Assessing the use of frozen section during thyroid surgery (which is typically recommended to clarify nondefinitive diagnoses or ambiguous FNA results) represents another indirect way in which TBSRTC improves communication between pathologists and surgeons. These rates of use of frozen section are similar to those previously reported24 and do not appear to be affected by implementation of TBSRTC.
The current study has several limitations. Surgical follow-up was not provided in a large number of patients, resulting in both verification and disease spectrum bias. The preimplementation reporting was evaluated by a cytopathologist and not a clinician, who was the final user of our reports. The translation of 1 system to another may not be a perfect match. The follow-up varied for patients both before and after implantation. Histology may not be ideal, but it is the best available gold standard. Pathologists were not blinded when reading the final histology or the frozen sections. However, given the nature of this retrospective analysis, some of these limitations are unavoidable.

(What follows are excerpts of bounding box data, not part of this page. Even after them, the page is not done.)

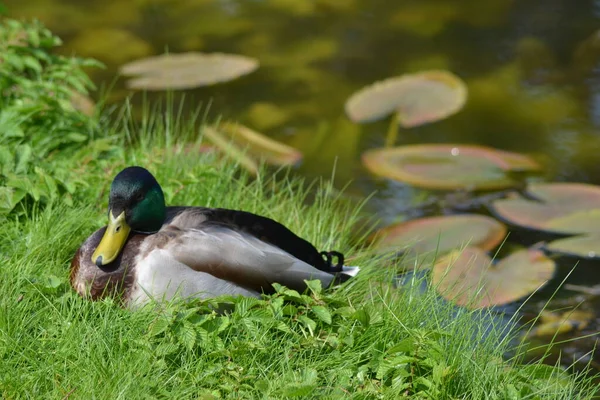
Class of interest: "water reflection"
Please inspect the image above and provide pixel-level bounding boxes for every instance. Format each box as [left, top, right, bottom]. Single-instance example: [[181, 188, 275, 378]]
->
[[3, 0, 600, 372]]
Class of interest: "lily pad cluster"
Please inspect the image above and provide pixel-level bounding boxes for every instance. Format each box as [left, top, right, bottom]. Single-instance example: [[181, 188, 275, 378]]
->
[[490, 182, 600, 259], [119, 52, 258, 90], [345, 70, 541, 190], [371, 214, 555, 308], [362, 144, 541, 190], [203, 122, 302, 176]]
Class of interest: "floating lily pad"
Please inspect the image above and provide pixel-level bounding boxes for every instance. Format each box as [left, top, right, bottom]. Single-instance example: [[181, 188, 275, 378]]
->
[[362, 144, 541, 190], [544, 233, 600, 260], [346, 71, 467, 128], [218, 123, 302, 166], [119, 52, 258, 90], [370, 214, 506, 255], [491, 183, 600, 234], [432, 247, 555, 308]]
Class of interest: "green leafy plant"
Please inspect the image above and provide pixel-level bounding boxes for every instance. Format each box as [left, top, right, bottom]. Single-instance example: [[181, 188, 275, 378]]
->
[[0, 19, 101, 215]]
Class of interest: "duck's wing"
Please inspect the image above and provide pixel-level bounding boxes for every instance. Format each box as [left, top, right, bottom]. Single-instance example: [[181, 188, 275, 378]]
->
[[144, 224, 335, 293], [167, 207, 332, 272]]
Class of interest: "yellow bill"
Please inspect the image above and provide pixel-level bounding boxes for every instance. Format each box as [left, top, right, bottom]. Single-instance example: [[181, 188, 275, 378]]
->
[[92, 210, 131, 267]]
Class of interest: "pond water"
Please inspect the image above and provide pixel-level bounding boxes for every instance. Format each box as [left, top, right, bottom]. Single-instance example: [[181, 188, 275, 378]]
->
[[4, 0, 600, 376]]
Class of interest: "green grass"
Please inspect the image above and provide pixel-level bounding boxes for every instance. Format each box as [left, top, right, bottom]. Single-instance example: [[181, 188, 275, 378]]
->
[[0, 107, 592, 399], [0, 21, 595, 399]]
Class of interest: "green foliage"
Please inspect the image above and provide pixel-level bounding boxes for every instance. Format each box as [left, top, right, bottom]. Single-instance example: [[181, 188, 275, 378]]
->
[[0, 18, 594, 399], [0, 19, 101, 215]]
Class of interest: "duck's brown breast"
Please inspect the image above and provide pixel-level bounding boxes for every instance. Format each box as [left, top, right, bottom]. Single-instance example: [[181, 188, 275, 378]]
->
[[70, 227, 147, 300]]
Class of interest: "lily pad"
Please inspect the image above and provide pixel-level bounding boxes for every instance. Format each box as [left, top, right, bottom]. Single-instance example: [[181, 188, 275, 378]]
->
[[119, 52, 258, 90], [362, 144, 541, 190], [491, 183, 600, 234], [218, 123, 302, 166], [432, 247, 556, 308], [370, 214, 506, 254], [544, 233, 600, 260], [345, 71, 467, 128]]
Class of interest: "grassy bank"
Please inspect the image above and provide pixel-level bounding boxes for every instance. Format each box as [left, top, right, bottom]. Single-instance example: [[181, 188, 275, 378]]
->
[[0, 113, 590, 399], [0, 18, 593, 399]]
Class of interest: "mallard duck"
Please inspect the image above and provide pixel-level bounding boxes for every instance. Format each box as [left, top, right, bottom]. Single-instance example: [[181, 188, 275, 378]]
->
[[71, 166, 356, 307]]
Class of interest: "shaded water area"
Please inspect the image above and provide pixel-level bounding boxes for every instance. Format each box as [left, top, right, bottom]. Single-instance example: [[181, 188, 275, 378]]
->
[[4, 0, 600, 376]]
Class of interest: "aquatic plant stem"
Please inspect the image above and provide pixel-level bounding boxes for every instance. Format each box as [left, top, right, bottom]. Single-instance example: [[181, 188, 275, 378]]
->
[[385, 113, 400, 147]]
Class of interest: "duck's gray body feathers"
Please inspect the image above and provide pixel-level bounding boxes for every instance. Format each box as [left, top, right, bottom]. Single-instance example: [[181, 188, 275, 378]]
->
[[71, 207, 346, 307]]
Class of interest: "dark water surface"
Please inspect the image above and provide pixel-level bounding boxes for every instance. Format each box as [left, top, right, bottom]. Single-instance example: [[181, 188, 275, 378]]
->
[[4, 0, 600, 372]]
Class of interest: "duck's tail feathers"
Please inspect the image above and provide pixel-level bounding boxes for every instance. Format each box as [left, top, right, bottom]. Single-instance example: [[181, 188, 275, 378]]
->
[[331, 266, 360, 287], [319, 251, 344, 273]]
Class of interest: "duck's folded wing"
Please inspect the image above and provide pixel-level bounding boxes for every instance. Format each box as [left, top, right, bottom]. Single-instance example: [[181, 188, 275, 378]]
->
[[158, 226, 334, 293], [169, 207, 328, 271]]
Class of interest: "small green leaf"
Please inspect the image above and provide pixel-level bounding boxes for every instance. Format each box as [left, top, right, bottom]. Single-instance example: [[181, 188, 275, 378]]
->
[[304, 279, 323, 297], [174, 320, 196, 350], [154, 342, 179, 356], [312, 306, 331, 325], [298, 315, 317, 336], [148, 317, 171, 337], [386, 337, 416, 354]]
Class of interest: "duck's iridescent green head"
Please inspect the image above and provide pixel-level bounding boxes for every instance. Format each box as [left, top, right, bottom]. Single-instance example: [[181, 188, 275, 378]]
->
[[92, 167, 166, 266]]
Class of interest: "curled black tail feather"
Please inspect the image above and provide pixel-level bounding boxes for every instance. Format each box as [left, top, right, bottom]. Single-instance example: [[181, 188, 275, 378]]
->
[[319, 251, 344, 273]]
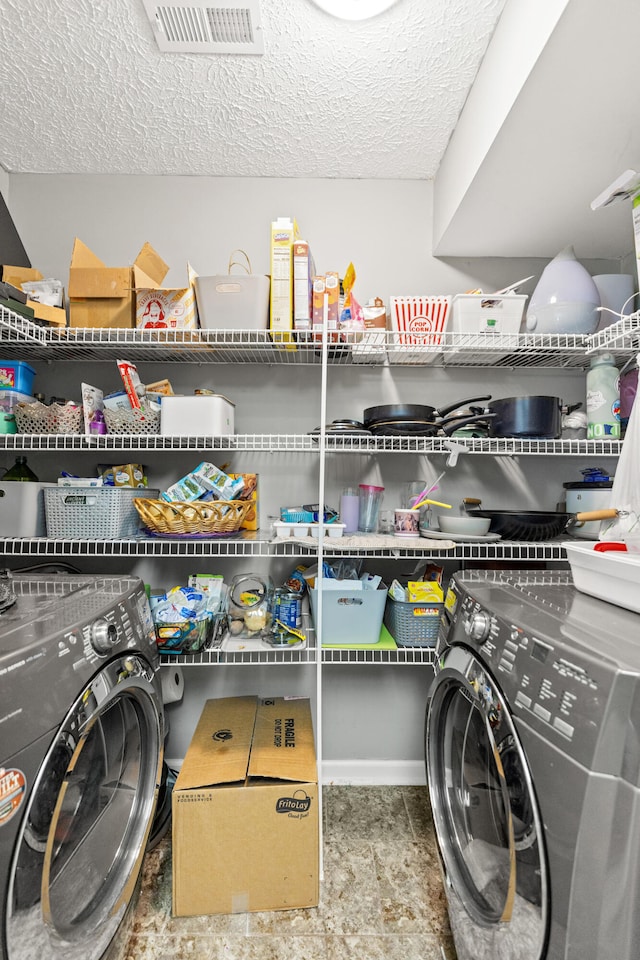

In conclusion, implementation of TBSRTC improves the quality of reporting by lowering the number of ambiguous and implicit diagnoses and decreasing overall surgery rates, particularly for benign lesions, but appears to have no effect on the accuracy of thyroid FNA, false-positive rates, or the frequency of intraoperative consultations. A prospective clinical trial with some elements of blinding is needed to define the pretest and post-test probabilities of malignancy, particularly for intermediate diagnostic categories. With the frequent use of high-resolution ultrasound, there is a need to develop a consensus regarding whether the discovery of microcarcinoma in thyroid resection specimens should be considered as a missed diagnosis (false-negative result).